When you wait so long to become a mother, you discover some things are exactly as you imagined, while others are a total surprise. This new role has changed me, yet I'm also still very much me.
So what have I learned?
- I didn't know what to expect when the nurses placed her in my arms for the first time. She was less than five pounds, yet I really wasn't afraid or unsure. Much to my shock and amazement, I felt like she was always mine.
- New motherhood is like being in love. You can't wait to see them, smell them, hold them. But you're also tired, distracted, and your whole word is turned upside down - in the best way possible.
- Sleep is NOT overrated. The first six weeks of motherhood kicked my ass but good. It was as hard as I thought it would be at 44. And even when you do sleep, you're never fully at rest. I'm guessing it will feel this way for at least the next 18 years.
- My anxiety hasn't taken over. It rose to the top when I thought she had a fever the first week or cried for two hours straight, but it's also been much more manageable than I anticipated. Being busy and exhausted probably helps.
- The strain on your relationship is real. We played a daily game of "who did more". The lack of time together, the exhaustion and 24/7 baby duty was a challenge, particularly as we both tried to manage working from home together.
- My husband is a great dad. This one is not a surprise. He's great with young kids - the fun uncle. But that guy isn't always confident and nurturing with infants. Turns out, he is and it has made all of the difference for this mom.
- I still had a life. I've been to two movies, a brunch, the spa, one dinner and a work happy hour. I still texted my friends about frivolous things like Ben and Jen's reconciliation and Charlie Hunnam's new movie trailer. And I don't plan on changing that.
- I never really bought the whole "can't take a shower" thing.

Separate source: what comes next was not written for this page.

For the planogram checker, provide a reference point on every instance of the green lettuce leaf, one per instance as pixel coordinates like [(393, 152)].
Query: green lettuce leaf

I thought it was overdramatized. Well, I could not have been more wrong. I looked like a homeless person for two months straight. Mea culpa mammas.
- I wasn't sure how family and friends would welcome and accept a baby via adoption. I knew they were supportive etc., but I never imagined how much they could love her. Just like that.
- And finally, this. I'm an outgoing person. I have a great network of family and friends. I knew this. But I never imagined the immense outpouring of love we would receive from friends, family and acquaintances near and far. The fact that our story and our baby could touch so many people is part of this miracle.